Now, before we even read about this distribution or look at this distribution, if you're asked to describe a distribution, there are four things that you should be thinking about. You should be thinking about the shape of the distribution, and when we're talking about shape, it's going to be—there could be left skew, there could be right skew, and we'll see examples of these, and we've talked about them in detail in other videos. They could be symmetric. These are the ones that we typically see, although there might be other types of shapes.
You will have your center of distribution, and there are multiple ways of thinking about the center of distribution.

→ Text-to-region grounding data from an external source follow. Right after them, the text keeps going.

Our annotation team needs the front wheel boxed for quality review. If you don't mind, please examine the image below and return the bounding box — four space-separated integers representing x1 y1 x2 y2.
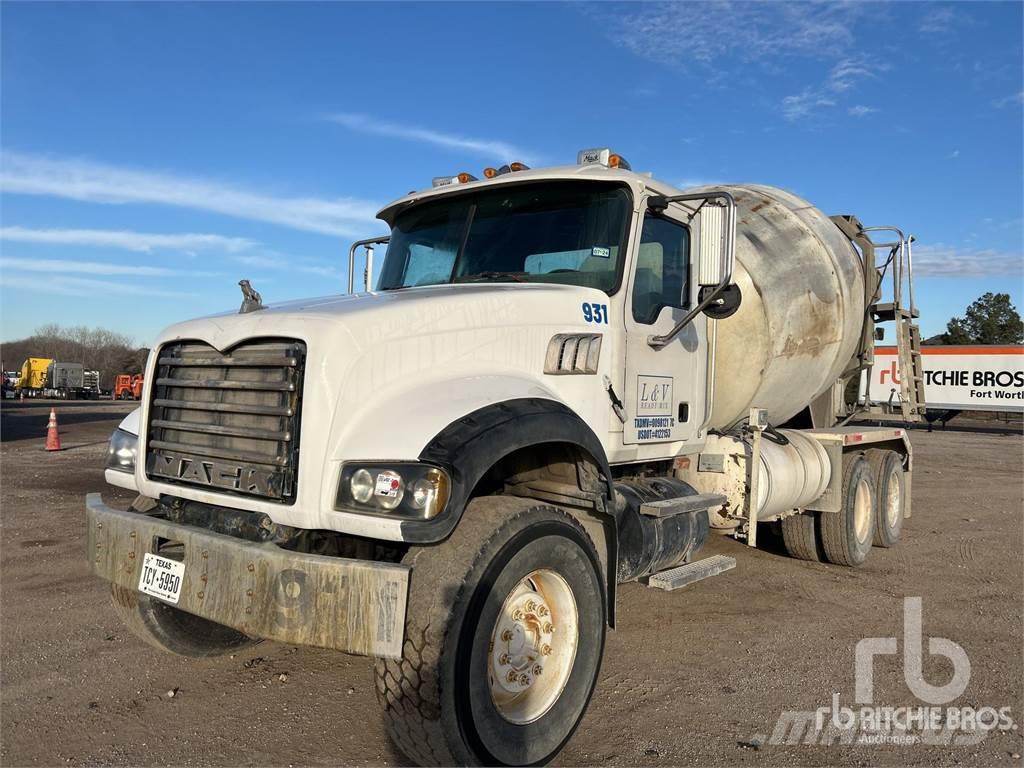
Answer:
376 497 606 766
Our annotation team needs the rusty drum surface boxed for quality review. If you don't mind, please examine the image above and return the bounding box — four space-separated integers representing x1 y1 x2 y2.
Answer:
692 184 865 429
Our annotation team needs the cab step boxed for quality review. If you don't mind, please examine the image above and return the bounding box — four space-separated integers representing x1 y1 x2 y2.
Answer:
646 554 737 591
640 493 727 518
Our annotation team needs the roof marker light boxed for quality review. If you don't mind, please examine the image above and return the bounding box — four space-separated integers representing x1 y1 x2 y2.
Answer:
483 167 498 178
576 147 632 171
431 172 479 188
509 162 530 172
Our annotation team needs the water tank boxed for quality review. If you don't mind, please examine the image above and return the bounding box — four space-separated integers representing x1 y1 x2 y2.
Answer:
694 185 866 429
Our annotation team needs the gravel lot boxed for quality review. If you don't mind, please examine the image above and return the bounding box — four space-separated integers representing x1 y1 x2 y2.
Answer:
1 400 1021 766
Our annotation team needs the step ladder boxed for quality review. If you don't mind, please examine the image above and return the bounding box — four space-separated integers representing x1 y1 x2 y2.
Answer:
831 216 926 424
863 227 926 422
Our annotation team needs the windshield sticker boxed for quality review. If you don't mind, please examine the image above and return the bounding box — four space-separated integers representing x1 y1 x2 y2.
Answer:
591 246 611 259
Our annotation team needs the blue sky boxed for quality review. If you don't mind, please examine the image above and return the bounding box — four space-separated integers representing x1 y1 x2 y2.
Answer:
1 1 1022 344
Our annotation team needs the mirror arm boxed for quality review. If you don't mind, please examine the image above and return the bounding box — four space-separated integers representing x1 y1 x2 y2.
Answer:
647 190 736 350
348 236 390 293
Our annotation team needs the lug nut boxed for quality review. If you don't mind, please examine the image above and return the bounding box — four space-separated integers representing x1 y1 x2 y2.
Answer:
525 600 537 612
499 653 511 665
512 609 524 621
507 670 519 683
501 629 513 642
543 622 554 634
541 644 552 656
518 674 531 686
533 664 543 676
538 605 549 617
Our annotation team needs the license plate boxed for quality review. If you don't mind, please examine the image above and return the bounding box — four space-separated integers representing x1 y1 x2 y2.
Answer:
138 552 185 604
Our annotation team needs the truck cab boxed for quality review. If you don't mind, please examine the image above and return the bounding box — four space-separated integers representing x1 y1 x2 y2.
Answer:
88 148 917 767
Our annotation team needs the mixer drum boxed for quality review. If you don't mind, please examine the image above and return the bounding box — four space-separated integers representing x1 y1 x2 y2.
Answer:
693 185 866 429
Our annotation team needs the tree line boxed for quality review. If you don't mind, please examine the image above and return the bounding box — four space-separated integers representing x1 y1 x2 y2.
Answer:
1 324 149 390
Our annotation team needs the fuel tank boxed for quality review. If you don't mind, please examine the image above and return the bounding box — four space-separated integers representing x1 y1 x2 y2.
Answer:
693 185 865 429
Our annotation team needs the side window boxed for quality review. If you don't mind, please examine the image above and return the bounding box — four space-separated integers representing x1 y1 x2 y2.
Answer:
632 214 690 324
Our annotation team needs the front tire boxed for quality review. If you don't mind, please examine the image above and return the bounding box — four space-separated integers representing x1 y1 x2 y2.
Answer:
376 496 606 766
110 585 258 657
109 496 257 657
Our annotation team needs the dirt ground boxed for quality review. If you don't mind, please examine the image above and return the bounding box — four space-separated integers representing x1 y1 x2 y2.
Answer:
1 400 1021 767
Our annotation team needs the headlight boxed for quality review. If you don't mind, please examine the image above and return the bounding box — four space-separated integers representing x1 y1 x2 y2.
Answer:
106 428 137 473
336 463 450 520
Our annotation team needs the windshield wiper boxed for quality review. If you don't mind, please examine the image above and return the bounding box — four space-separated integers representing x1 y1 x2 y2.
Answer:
455 271 527 283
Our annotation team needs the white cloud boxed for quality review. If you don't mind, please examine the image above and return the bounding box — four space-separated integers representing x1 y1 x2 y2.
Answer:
327 113 537 165
919 6 957 34
783 89 837 121
993 91 1024 108
230 252 343 281
829 58 883 92
0 273 192 298
782 58 886 121
948 149 961 159
0 226 253 254
0 151 382 237
0 256 217 278
913 244 1024 277
599 2 861 67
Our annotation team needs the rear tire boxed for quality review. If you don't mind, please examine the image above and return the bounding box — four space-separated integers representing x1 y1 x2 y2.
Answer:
375 496 606 766
820 453 876 567
781 512 824 561
866 449 904 547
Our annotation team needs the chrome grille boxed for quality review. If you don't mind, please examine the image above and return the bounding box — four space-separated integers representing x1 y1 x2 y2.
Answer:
145 339 305 503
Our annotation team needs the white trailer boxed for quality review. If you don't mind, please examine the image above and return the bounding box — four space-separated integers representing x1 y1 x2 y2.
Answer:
86 148 923 766
864 344 1023 413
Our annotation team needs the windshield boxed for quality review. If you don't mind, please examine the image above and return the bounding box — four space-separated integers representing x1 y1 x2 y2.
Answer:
377 181 632 292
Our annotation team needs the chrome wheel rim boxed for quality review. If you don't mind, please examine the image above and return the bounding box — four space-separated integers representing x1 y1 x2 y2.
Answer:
853 478 872 543
488 569 578 724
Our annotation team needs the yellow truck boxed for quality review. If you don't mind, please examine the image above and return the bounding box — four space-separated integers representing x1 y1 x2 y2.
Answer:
17 357 52 396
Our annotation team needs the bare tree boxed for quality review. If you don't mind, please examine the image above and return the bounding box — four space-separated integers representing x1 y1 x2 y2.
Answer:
1 324 148 391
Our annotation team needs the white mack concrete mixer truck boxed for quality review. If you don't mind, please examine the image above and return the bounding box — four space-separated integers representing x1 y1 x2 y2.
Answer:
87 148 925 766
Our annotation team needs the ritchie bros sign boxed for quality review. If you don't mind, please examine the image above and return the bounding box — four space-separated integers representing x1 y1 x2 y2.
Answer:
864 346 1024 412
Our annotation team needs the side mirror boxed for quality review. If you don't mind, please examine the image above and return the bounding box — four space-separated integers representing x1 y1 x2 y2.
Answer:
696 201 735 290
348 236 390 293
648 191 738 349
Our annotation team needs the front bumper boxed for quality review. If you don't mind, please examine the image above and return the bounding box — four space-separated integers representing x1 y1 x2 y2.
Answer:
86 494 409 659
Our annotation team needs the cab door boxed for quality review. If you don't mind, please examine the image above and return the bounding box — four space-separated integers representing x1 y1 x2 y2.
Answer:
621 207 706 448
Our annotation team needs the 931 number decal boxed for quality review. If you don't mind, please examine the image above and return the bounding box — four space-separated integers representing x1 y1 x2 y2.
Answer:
582 302 609 324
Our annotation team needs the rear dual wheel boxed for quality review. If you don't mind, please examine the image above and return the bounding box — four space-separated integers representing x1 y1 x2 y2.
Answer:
819 452 876 566
866 449 905 547
376 496 606 766
783 452 888 567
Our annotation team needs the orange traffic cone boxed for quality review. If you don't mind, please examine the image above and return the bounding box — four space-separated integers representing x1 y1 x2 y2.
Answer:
45 408 62 451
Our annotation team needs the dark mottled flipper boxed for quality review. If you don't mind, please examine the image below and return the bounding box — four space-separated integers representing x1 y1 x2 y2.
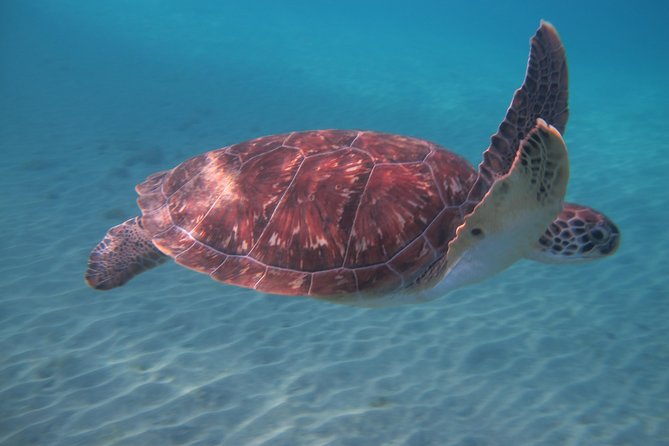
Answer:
85 217 167 290
468 21 569 203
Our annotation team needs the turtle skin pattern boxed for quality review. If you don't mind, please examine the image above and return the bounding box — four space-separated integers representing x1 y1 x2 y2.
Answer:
136 130 477 299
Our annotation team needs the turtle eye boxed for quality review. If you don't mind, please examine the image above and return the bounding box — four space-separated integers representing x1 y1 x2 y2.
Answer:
590 225 609 243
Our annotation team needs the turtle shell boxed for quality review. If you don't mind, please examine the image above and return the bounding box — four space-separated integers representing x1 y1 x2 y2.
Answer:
136 130 476 300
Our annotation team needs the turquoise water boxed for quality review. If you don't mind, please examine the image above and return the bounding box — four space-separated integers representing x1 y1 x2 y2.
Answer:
1 1 668 445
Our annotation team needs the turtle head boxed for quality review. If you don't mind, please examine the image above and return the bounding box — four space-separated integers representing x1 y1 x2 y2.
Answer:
528 203 620 263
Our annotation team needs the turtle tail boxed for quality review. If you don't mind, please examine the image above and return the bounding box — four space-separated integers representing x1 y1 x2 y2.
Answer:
85 217 167 290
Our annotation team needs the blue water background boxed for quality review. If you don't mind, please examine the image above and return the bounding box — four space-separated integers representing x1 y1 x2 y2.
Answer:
1 1 668 445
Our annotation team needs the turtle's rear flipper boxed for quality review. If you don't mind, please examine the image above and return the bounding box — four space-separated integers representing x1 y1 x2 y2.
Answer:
527 203 620 263
85 217 167 290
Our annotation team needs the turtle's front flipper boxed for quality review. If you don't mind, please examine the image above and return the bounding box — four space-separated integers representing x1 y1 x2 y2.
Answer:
527 203 620 263
85 217 167 290
431 119 569 295
468 21 569 203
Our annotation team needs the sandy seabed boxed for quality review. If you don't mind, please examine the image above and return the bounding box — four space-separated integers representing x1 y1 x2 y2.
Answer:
1 120 667 445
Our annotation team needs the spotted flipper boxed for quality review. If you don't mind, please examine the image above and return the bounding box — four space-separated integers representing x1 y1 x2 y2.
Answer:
429 119 569 295
468 21 569 204
528 203 620 263
85 217 167 290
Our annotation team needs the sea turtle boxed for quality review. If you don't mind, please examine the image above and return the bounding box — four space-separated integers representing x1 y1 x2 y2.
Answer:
85 22 619 306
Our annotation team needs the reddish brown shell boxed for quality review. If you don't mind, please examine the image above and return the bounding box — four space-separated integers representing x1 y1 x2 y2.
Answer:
136 130 476 300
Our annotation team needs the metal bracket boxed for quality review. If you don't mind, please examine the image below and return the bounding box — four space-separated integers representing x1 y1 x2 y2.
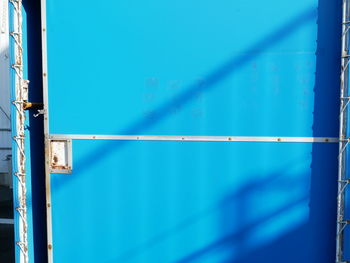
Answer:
49 140 72 174
33 109 45 117
23 102 43 110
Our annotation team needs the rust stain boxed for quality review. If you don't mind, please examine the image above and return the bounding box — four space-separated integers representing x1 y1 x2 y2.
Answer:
51 165 69 170
52 155 58 164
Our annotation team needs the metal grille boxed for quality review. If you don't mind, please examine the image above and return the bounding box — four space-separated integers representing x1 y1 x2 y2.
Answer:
9 0 28 262
337 0 350 262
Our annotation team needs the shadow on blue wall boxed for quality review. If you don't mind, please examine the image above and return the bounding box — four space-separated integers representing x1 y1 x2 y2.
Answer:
46 0 341 262
22 0 48 262
107 166 311 263
70 6 319 176
178 173 310 263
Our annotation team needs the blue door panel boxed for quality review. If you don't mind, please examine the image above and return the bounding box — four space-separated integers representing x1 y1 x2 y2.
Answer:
45 0 325 137
44 0 340 262
50 141 337 263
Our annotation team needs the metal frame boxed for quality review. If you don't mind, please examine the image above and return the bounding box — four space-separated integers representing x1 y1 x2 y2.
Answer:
336 0 350 262
49 139 72 174
9 0 29 262
49 134 338 143
40 0 55 261
39 1 340 263
0 218 14 224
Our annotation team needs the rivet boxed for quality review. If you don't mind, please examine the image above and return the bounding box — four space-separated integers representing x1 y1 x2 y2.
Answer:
277 138 281 142
48 244 52 250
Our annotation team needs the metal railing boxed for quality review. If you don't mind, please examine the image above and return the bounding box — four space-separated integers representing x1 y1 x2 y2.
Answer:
337 0 350 262
9 0 28 262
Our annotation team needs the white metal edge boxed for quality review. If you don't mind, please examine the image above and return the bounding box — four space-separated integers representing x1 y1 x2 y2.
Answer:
0 218 14 224
48 134 338 143
336 0 349 261
40 0 53 262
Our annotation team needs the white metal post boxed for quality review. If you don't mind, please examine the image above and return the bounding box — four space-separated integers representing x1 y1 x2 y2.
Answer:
337 0 350 262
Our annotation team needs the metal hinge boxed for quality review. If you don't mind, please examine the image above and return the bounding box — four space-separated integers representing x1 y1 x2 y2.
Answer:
49 139 72 174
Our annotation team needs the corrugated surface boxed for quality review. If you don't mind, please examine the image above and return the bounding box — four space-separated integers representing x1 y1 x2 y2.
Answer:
50 141 337 263
47 0 321 137
43 0 341 262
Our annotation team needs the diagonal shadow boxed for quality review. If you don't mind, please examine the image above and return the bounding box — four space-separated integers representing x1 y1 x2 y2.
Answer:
61 6 318 180
106 156 307 263
45 2 340 263
176 196 308 263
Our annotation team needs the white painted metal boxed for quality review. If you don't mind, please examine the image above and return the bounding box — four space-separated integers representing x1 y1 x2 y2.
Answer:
0 218 14 224
49 140 72 174
337 0 350 262
9 0 28 261
40 0 54 261
48 134 338 143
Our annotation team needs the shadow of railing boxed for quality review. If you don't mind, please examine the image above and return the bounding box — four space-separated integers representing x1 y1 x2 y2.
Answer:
44 2 342 262
65 6 318 184
44 1 341 262
102 156 310 263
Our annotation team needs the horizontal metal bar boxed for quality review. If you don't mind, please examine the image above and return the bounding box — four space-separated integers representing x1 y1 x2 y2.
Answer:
0 218 14 225
0 147 11 150
48 134 339 143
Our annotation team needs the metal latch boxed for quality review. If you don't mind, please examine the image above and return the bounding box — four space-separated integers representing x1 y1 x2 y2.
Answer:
49 140 72 174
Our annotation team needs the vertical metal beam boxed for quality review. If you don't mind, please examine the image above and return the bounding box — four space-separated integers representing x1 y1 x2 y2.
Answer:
337 0 350 262
40 0 54 261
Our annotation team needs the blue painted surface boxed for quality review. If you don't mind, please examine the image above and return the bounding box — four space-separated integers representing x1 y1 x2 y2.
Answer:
51 141 338 263
47 0 322 137
44 0 341 262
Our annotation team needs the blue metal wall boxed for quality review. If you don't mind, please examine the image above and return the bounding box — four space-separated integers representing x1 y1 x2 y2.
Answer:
40 0 341 262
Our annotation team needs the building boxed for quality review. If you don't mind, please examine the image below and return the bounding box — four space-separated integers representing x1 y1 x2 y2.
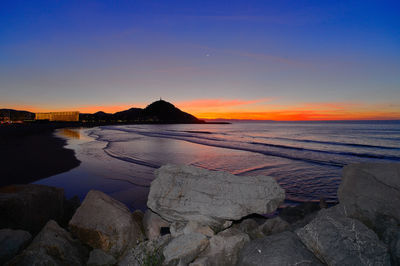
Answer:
35 111 79 122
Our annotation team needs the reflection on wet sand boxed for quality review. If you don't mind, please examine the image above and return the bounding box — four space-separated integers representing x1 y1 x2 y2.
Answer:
59 128 81 139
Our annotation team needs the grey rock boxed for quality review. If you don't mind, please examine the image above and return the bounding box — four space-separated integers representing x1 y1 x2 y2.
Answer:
189 257 209 266
6 220 88 266
119 234 171 266
69 190 144 258
0 184 64 234
379 218 400 266
296 206 390 266
87 249 117 266
194 227 250 266
236 219 264 240
259 217 290 236
171 221 215 238
147 164 285 229
0 229 31 265
338 163 400 228
237 231 323 266
143 209 170 240
163 233 209 266
118 234 171 266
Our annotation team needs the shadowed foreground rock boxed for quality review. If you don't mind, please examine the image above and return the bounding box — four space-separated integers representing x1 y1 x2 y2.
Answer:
296 206 390 266
237 231 323 266
6 220 88 266
147 164 285 229
192 227 250 266
0 184 64 234
338 163 400 228
163 233 209 265
118 234 171 266
87 249 117 266
0 229 31 265
69 190 144 258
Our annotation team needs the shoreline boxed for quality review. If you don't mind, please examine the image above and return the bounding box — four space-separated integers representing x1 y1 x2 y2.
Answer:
0 123 81 187
0 120 228 187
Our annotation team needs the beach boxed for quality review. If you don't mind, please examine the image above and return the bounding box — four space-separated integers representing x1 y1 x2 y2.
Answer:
0 123 81 187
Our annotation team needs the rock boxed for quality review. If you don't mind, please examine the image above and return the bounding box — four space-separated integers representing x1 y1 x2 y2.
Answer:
163 233 209 265
194 227 250 266
87 249 117 266
0 229 32 265
259 217 290 236
296 206 391 266
132 210 145 236
143 209 170 240
0 184 64 234
171 221 215 238
338 163 400 228
384 228 400 266
189 257 209 266
6 220 88 266
119 234 171 266
69 190 144 258
237 231 323 266
378 217 400 266
147 164 285 229
235 219 264 240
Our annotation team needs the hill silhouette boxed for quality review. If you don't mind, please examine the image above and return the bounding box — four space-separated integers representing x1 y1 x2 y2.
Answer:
82 100 205 123
0 109 34 121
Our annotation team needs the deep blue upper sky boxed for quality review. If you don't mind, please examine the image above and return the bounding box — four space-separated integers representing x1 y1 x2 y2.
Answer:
1 0 399 119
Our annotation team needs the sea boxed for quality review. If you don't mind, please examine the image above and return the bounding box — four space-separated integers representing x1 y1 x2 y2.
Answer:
34 121 400 211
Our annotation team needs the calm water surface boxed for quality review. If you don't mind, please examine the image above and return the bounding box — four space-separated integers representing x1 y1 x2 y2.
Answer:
34 122 400 210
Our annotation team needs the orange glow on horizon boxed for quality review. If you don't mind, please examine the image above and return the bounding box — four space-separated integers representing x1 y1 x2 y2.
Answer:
4 99 400 121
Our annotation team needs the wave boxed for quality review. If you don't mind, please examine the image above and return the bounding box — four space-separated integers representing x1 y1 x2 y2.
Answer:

We've talked about this before: you have your mean, you have your median—these are the two most typical ones. You have a notion of spread, and for spread, you could use range; you could use interquartile range; you could use something like mean absolute deviation; you could use the standard deviation. These are all measures of spread. Then, you probably should at least comment about outliers—even if you don't see them, it's a good idea to comment just to make sure that you are being relatively comprehensive.
So now given that, let's do—let's describe the distribution right over here. It says, "In the state of Connecticut, the Department of Motor Vehicles (the DMV) requires 16 and 17-year-olds to take a 25-question knowledge test in order to obtain a learner's permit. To pass, prospective drivers must correctly answer at least 20 questions. On one Monday, 22 teenagers took the test. The dot plot below shows their scores."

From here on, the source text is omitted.